Monday’s episode started off with the Dubs; their advantages, their funding and sponsorship revenues and their potential to dominate the GAA landscape in the years ahead. Leitrim’s adventure in New York last year featured too - we got a shot of James Rooney’s bloodied teeth in the aftermath of the dramatic extra time victory and a sense of what the GAA means to Irish people in New York.
But, on the face of it, the urban-rural divide is the last thing you associate with Leitrim but even within our own borders, there is a growing chasm in the county and it comes down to population, much like the Dubs.
Its a long time ago that a GAA figure in this county shared his worries for the future of clubs in the county. He confided that 80% of the children entering primary school in Leitrim were confined to just 20% of the clubs in the county. It is a staggering statistic that echoes much of what the country must feel like when they look at the Dubs.
The raw figures are alarming! If 200 children start primary school in the county next September, and I’m plucking the number from the air, 160 are going to just five or six clubs in the county, the remaining 17 or 18 clubs must scramble to make the best of the remaining 40.
Small rural clubs have always struggled but when you see Ballinamore Sean O’Heslin’s, a town team and the most successful club in Leitrim GAA history with 20 senior titles, forced to amalgamate at underage level with Kiltubrid, you can see the problem facing Leitrim.
It will probably take 10, 15 or 20 years to be seen on the playing fields but the signs are there that in the years to come, St.

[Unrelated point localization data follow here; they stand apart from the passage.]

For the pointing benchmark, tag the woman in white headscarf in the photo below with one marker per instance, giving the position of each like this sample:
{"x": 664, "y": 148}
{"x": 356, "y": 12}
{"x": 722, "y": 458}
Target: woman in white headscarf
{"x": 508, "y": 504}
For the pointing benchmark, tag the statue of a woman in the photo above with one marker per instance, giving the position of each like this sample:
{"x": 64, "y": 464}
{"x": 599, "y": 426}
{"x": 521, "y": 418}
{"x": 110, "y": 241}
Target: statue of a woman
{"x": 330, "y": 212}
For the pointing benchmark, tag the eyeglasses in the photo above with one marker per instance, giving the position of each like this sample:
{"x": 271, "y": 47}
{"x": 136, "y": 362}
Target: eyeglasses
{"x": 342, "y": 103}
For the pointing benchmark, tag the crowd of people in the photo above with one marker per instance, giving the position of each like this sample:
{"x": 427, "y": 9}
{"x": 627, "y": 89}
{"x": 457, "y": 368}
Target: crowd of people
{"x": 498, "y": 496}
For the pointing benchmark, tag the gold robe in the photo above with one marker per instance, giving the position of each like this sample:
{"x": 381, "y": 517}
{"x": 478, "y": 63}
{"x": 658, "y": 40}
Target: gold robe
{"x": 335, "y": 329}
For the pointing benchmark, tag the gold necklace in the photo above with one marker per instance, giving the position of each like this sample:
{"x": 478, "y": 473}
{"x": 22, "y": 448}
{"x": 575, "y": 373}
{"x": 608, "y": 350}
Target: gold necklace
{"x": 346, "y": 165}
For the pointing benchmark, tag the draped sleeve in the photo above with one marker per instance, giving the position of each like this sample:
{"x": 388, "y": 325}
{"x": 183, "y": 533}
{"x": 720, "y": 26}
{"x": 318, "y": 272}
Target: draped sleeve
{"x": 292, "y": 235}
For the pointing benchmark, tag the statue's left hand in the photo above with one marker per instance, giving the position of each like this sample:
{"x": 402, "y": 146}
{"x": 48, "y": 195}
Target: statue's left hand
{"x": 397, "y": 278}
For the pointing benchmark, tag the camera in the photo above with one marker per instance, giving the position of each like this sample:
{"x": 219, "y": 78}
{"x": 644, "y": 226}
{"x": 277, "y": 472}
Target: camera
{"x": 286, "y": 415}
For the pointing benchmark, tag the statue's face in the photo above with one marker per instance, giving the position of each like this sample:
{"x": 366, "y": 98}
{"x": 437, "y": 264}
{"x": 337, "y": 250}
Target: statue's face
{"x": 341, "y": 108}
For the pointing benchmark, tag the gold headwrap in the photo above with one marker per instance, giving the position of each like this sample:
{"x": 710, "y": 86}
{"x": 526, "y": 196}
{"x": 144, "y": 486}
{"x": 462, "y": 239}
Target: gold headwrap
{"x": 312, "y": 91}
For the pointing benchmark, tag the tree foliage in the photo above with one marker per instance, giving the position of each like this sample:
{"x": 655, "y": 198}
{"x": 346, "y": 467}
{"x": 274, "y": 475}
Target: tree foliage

Mary’s Kiltoghert, Leitrim Gaels, Annaduff, Melvin Gaels, Glencar/ Manorhamilton and St Patrick’s Dromahair will dominate club football as they have the numbers.
St Mary’s were, for many years, like the Dubs - they had the huge population and didn’t use it. But like the Dubs, the club have put an incredible effort into rejuvenating their underage ranks over the last ten years, and it has taken at least ten years, and they are beginning to see the first fruits of their work.
Ironically, Mary’s immense work at underage level, was kickstarted by the burgeoning success of Leitrim Gaels so while the GAA might be changing, you still can’t beat the auld local rivalry for motivation!
Glencar/Manorhamilton have been operating a similar underage academy and the signs are there that Annaduff and Melvin Gaels are starting to gear up to maximise the huge playing numbers at their disposal and once they do, there is no doubt they will be the teams to watch in the years to come.
But like the Dublin conundrum for the GAA, there is no easy solution for Leitrim GAA but it is a challenge they should be preparing for right now.